I'm sure that a program by the name of _"Til debt do us part" _or something like that was advertised on _RTÉ _for sometime over the _Xmas _period but I didn't catch the details and can't find anything on their website...


----------



## usual (20 Dec 2006)

*Re: Survey on people in debt*

That program is on tomorrow night. Should be interesting.


----------



## CCOVICH (20 Dec 2006)

*Re: Survey on people in debt*



ClubMan said:


> I'm sure that a program by the name of _"Til debt do us part" _or something like that was advertised on _RTÉ _for sometime over the _Xmas _period but I didn't catch the details and can't find anything on their website...


 
Primetime this Thursday, RTE1 at 9.30 AFAIK.


----------



## ajapale (20 Dec 2006)

*Re: Survey on people in debt*

Thanks, Im looking forward to the programme. aj


----------



## extopia (21 Dec 2006)

*Re: Survey on people in debt*

Bet you're not looking forward to it now! 
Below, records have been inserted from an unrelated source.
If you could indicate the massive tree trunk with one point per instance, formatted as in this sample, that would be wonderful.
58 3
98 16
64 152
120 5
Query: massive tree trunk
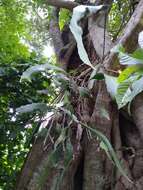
90 168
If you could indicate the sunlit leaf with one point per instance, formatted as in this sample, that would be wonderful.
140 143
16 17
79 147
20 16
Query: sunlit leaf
78 13
140 39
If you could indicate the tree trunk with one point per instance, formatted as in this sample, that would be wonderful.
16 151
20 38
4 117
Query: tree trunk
90 168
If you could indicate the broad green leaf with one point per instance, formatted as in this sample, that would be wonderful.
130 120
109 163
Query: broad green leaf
112 85
32 107
118 48
106 142
104 113
125 74
124 91
140 39
138 54
61 138
126 59
84 92
98 76
78 13
110 150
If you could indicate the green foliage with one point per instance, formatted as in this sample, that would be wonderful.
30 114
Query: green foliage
80 12
64 18
13 30
130 80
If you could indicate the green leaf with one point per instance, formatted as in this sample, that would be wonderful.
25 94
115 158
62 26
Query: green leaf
112 85
126 59
125 74
135 58
98 76
32 107
109 148
138 54
84 92
39 68
106 142
140 39
78 13
61 138
124 91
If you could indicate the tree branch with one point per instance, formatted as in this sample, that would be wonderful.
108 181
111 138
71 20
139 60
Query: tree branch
67 4
129 39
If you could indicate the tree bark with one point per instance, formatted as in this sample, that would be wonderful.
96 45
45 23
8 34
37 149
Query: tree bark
91 168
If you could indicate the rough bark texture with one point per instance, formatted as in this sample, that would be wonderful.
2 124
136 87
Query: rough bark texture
91 169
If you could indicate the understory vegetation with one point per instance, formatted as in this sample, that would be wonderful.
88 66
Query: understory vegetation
59 103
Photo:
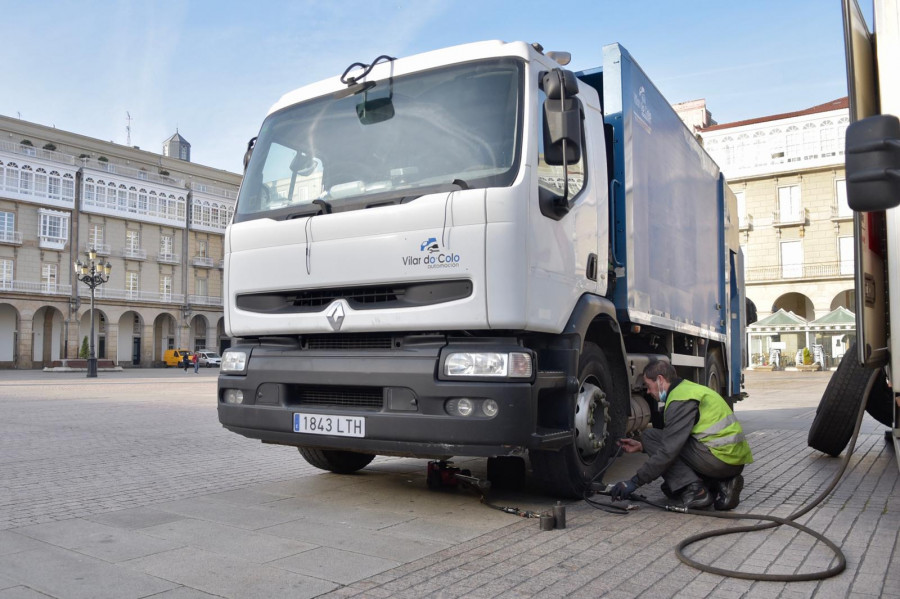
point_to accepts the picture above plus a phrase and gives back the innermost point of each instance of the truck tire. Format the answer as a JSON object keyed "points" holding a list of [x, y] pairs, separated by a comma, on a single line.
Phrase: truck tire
{"points": [[333, 460], [836, 415], [599, 421], [714, 373]]}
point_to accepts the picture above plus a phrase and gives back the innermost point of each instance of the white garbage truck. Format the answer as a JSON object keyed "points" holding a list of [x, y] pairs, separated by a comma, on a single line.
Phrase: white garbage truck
{"points": [[474, 252]]}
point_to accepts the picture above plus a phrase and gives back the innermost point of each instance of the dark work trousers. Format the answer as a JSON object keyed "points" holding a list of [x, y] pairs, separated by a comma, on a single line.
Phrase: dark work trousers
{"points": [[693, 463]]}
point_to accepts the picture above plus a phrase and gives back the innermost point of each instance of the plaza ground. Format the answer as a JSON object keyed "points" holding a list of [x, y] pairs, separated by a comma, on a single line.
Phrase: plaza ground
{"points": [[126, 486]]}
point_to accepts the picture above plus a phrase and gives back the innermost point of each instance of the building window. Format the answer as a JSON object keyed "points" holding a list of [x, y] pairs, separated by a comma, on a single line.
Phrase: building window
{"points": [[165, 288], [776, 143], [54, 229], [829, 139], [54, 188], [845, 247], [791, 259], [742, 207], [792, 143], [132, 242], [48, 277], [789, 203], [40, 183], [759, 149], [6, 273], [8, 226], [132, 285], [810, 141]]}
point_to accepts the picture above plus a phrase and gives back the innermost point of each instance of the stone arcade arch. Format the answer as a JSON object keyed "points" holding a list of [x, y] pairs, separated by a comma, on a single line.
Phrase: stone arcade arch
{"points": [[130, 338], [9, 336], [164, 335], [101, 340], [797, 303], [223, 341], [47, 336], [844, 299], [199, 333]]}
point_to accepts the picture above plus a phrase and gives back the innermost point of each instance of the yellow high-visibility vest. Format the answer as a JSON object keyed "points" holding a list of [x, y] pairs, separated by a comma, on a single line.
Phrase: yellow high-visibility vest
{"points": [[717, 427]]}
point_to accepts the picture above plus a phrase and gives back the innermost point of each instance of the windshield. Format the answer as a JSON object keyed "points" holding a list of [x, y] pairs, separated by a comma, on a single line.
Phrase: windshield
{"points": [[456, 127]]}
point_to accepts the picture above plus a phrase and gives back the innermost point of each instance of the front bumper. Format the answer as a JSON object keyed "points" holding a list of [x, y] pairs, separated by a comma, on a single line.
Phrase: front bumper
{"points": [[404, 402]]}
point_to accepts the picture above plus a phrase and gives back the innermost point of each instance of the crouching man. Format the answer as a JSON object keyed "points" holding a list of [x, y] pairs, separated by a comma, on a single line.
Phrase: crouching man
{"points": [[701, 451]]}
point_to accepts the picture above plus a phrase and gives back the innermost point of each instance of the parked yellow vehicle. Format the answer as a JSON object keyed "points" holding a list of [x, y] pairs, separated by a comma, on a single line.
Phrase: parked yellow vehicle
{"points": [[175, 357]]}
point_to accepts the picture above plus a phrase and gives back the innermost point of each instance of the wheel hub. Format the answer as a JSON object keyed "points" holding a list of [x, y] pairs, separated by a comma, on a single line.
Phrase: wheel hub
{"points": [[591, 417]]}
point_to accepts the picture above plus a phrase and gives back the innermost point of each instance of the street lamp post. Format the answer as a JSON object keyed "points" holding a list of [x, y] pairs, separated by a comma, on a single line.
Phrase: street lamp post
{"points": [[93, 275]]}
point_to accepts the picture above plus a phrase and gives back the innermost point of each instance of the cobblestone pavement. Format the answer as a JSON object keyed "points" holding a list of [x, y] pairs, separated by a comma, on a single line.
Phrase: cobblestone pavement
{"points": [[126, 486]]}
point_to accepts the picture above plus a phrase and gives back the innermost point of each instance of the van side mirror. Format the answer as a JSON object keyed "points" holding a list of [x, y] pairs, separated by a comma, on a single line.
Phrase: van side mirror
{"points": [[873, 163], [562, 118]]}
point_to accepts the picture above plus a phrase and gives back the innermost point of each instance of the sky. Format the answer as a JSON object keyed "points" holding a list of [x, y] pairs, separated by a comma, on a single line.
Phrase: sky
{"points": [[212, 69]]}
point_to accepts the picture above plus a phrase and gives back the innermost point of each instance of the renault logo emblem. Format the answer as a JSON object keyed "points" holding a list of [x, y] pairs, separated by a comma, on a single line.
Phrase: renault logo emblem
{"points": [[335, 316]]}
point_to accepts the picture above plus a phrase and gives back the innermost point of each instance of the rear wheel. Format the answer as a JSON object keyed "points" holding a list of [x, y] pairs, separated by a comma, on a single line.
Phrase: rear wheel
{"points": [[836, 416], [599, 421], [333, 460], [714, 375]]}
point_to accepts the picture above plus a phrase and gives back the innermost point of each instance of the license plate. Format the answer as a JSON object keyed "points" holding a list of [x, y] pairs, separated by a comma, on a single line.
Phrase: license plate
{"points": [[329, 424]]}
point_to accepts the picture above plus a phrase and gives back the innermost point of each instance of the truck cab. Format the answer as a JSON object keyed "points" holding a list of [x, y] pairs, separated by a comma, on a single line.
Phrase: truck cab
{"points": [[459, 253]]}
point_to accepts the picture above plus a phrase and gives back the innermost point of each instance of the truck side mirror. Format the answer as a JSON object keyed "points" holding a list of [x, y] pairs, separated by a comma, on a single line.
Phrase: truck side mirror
{"points": [[250, 145], [562, 118], [873, 163]]}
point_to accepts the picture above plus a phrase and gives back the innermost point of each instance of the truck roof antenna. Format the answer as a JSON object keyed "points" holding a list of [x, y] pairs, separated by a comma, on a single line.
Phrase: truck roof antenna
{"points": [[353, 85]]}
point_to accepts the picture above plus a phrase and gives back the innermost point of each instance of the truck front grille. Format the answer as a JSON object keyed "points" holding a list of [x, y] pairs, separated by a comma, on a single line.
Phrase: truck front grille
{"points": [[337, 397], [348, 341], [367, 297]]}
A pretty facile examination of the debt problem, in my opinion. They managed to find a few folks who'd been taken to the cleaners by (legal) moneylenders. The regulators agreed that moneylending was a problem but that there were few if any complaints. We learned that the big banks are getting into the business, and that maybe 50-odd houses were repossessed by one of the operators.

The producers managed to stretch the budget to take in a trip to the States to interview a few people and show us that there are a lot of properties on the market in Pittsburgh, ever since sub-prime lenders entered the mortgage market. 

Nowhere was there any examination of the implications of middle-class debt and the "equity release" phenomenon, although I missed the start of the show and perhaps this was beyond the brief.  

The story ended with one defaulter complaining about being sent to prison and another going on about having to buy designer tracksuits for the kids because they think it's from santy, as the strings swelled.

Your license fee at work, folks. Lame.


----------



## nelly (22 Dec 2006)

*Re: Survey on people in debt*

same thoughts - now i agree the laws are outdated and the cost of 16 days in Jail to the state is way more than the lady owed so seemed rediculous. ..


----------



## ajapale (22 Dec 2006)

I thought the show was good.

The guys from Mabs and Flac were both excellent and articulate.

The guy from the Credit Unions was ok but a little bit defensive.

However, Mary O'Dea of IFSRA was portrayed as detached, uninterested and uncaring about the victims of predatory lending.

On a point of information the seven days clip shown dated to the late 1960's and not 1977 as stated in the programme.

aj


----------



## nelly (22 Dec 2006)

ajapale said:


> I thought the show was good.
> 
> The guys from Mabs and Flac were both excellent and articulate.
> 
> ...



yes i agree with these statements.


----------



## ajapale (22 Dec 2006)

Discussion surrounding single mothers and debt has been moved to LOS.

This wikipedia article on predatory lending is interesting.


----------



## santiago (22 Dec 2006)

The Primetime show can be viewed online [broken link removed].


----------



## Z100 (22 Dec 2006)

ajapale said:


> On a point of information the seven days clip shown dated to the late 1960's and not 1977 as stated in the programme.
> 
> aj


 
True, the famous/controversial Seven Days programme on Moneylenders was shown in 1969.


----------



## ajapale (8 Jan 2007)

Charlie Weston in the Irish Independant suggests here (subscription required) that IFRSA do not have the sufficient will, ability or resources to comprehensively regulate the money lending sector.


----------